How to Become a Notary Public in District of Columbia
Step by Step Instructions
- Complete the Online Washington D.C. Notary Training Course (not required)
- Complete the District of Columbia's Notary Public Application.
- The application may then be submitted online or printed out and mailed to the office. The application fee may now be paid online by credit card. If you choose to print it and either mail it in with a check or come into the office, this may delay the process.
- You must read the instructions before you fill out the application completely and accurately or it will be returned for correction.
- When you fill out the application whether online or manually do not use any abbreviations. You must spell out the name of the street (Martine Luther King, Connecticut) and the thoroughfare (Avenue, Street, Road).
- When filling out the application whether online or manually, do not use all capitals. The first letter of the word (First Name, Last Name, First Name of the Street, etc.) should be in capitals but NOT the entire name.
- All applicants to become a notary public for the first time or those who have not renewed their commission in over 12 months must attend an orientation session.
- For those applying to renew their commissions, please see this link for an approximate timetable to help you know when you need to have your application in to avoid a lapse in your commission.

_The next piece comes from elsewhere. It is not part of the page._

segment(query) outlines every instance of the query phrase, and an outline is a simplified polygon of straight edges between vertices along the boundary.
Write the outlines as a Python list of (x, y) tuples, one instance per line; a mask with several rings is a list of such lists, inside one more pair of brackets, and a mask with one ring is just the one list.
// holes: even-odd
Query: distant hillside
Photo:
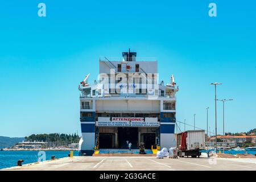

The same application is used for new and renewal applicants. ONCA does not notify existing notaries when or before their commission will expire. In general an existing notary must have their application approved at least 45 days prior to the expiration date of the current commission in order to not have a lapse in the commission.
- Once your application has been processed (and when necessary orientation has been completed), all applicants will receive an Appointment Notice from our office, approximately two weeks prior to their commission date. This is the formal notification that allows you to purchase your notary supplies and (when applicable) your surety bond.
- You may not purchase these until you have received your Appointment Notice. For new applicants, your commissioning date and date for the Appointment Notice will be stated during the orientation session; for renewal applicants please see the link above. If you have been working with an outside organization on your application and to receive supplies you may receive some non-date specific supplies in advance, but you may not receive any supplies with your commission dates or the surety bond form prior to receiving the Appointment Notice and surety bond form from our office. Our office will only accept the surety bond form supplied from our office.
- New applicants and those who be renewing after January 2019 will be required to purchase a new notary certificate/stamp. Please see the Notary Public Handbook for the samples and new language.
- Once you receive your Appointment Notice, you will have sixty(60) days from the effective date of your commission to come into the ONCA office and complete the oath of office. Failure to do so will result in cancellation of your commission and you will have to re-apply.
- All notaries public except for those who are only government notaries will be listed on the Search for a Notary Public Map by address, unless you check the box on the application that you do not wish to be on this map.